Судили-рядили воеводы, да по слову князя Боброка приговорили: присмотреть заране в Диком Поле место для сражения, а как стронется Орда с кочевий, идти туда русским ратям встречь сыроядцам. А поле богатырское будто само сыскалось! Просто припомнил великий князь давнишний рассказ Поновляева о хождении в Орду. Со смехом баял тогда новгородец, как они с Каликою шутейно разоставляли русские дружины по-над речкою Непрядвою, а в дубраву прятали засадный полк.
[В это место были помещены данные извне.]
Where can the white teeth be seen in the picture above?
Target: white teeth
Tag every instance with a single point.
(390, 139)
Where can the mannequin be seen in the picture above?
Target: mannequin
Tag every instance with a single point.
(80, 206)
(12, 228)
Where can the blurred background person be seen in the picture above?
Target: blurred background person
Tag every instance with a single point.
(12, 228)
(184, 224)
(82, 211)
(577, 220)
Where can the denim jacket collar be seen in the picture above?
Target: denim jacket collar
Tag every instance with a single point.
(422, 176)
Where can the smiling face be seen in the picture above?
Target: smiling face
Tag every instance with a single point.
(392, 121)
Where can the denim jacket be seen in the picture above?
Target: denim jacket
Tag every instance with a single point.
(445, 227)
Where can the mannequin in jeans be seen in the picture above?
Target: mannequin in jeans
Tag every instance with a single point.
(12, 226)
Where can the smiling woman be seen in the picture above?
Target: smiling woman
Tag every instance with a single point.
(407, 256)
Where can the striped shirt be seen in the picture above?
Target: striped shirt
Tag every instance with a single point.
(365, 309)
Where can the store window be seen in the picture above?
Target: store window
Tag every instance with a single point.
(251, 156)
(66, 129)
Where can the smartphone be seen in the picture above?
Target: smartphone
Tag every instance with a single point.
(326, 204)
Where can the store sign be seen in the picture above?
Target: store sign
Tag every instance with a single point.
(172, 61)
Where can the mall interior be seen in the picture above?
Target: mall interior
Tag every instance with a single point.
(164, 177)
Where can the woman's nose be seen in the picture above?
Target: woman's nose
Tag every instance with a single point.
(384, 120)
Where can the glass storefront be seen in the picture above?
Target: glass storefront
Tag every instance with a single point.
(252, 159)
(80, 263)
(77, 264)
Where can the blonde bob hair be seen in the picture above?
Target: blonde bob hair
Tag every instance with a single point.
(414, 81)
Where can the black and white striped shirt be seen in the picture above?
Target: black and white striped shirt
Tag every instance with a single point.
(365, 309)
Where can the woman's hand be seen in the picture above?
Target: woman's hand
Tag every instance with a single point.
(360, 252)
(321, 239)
Знал бы Миша, сколь серьезный замысел родится у больших московских воевод от его тогдашней игры!
По весне Боброк с немногими спутниками, в числе которых были Михайло Бренок и Семен Мелик, отай побывал на том поле, где грелись новгородцы у костерка год назад. Крепко глянулось московитам то место, одобрил его и Дмитрий Иванович по чертежу, искусно вычерченному вещим волынцем.
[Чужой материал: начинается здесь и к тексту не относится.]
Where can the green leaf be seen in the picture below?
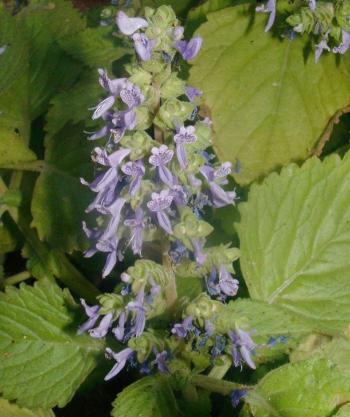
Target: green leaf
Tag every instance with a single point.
(13, 150)
(59, 199)
(315, 387)
(148, 397)
(295, 240)
(343, 411)
(8, 409)
(43, 361)
(72, 105)
(94, 47)
(265, 95)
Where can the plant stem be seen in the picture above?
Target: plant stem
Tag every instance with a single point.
(216, 385)
(15, 279)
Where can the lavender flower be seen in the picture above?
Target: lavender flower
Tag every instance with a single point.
(185, 135)
(136, 224)
(181, 329)
(121, 358)
(92, 313)
(220, 197)
(270, 7)
(189, 49)
(137, 306)
(192, 93)
(320, 47)
(242, 348)
(129, 25)
(136, 170)
(101, 331)
(344, 45)
(159, 203)
(143, 46)
(160, 158)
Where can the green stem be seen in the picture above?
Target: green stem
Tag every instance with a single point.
(216, 385)
(15, 279)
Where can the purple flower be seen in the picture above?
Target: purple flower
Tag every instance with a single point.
(136, 170)
(143, 46)
(237, 395)
(160, 158)
(220, 197)
(189, 49)
(159, 203)
(345, 43)
(320, 47)
(131, 95)
(312, 4)
(129, 25)
(92, 313)
(242, 348)
(111, 247)
(101, 331)
(181, 329)
(270, 7)
(178, 33)
(199, 255)
(136, 224)
(160, 361)
(120, 329)
(137, 306)
(227, 284)
(185, 135)
(121, 359)
(192, 93)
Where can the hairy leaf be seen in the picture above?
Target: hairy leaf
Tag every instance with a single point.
(148, 397)
(8, 409)
(266, 95)
(295, 239)
(314, 387)
(43, 361)
(59, 199)
(13, 149)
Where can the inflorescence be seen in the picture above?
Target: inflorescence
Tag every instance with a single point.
(156, 178)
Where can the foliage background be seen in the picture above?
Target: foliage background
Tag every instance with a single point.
(272, 109)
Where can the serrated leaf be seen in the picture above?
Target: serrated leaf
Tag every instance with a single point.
(59, 199)
(8, 409)
(43, 361)
(265, 97)
(94, 47)
(13, 150)
(315, 387)
(72, 106)
(295, 239)
(148, 397)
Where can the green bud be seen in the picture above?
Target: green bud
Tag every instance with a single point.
(140, 144)
(173, 87)
(342, 14)
(144, 118)
(138, 75)
(302, 21)
(144, 271)
(203, 308)
(221, 255)
(111, 303)
(173, 112)
(191, 227)
(144, 344)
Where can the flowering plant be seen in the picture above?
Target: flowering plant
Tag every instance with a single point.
(175, 192)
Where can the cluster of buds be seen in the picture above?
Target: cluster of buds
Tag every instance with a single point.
(156, 178)
(328, 22)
О грядущей рати с татарами на Руси ведали все. Куда спрячешь от досужих глаз работающие день и ночь кузни, где не серпы да косы мастерят умельцы, а для иной, кровавой жатвы орудия? Как отай соберешь несметные снедные да прочие припасы на великое воинство? И остановишь ли людскую молву о многих и многих обозах с новгородским, свейским, немецким оружием, речным да сухим путем поспешающих в Москву? Самый ленивый соглядатай и тот узрел бы, как небывало участились явные пересылки меж союзными княжествами, а уж о тайных вестоношах и говорить не след.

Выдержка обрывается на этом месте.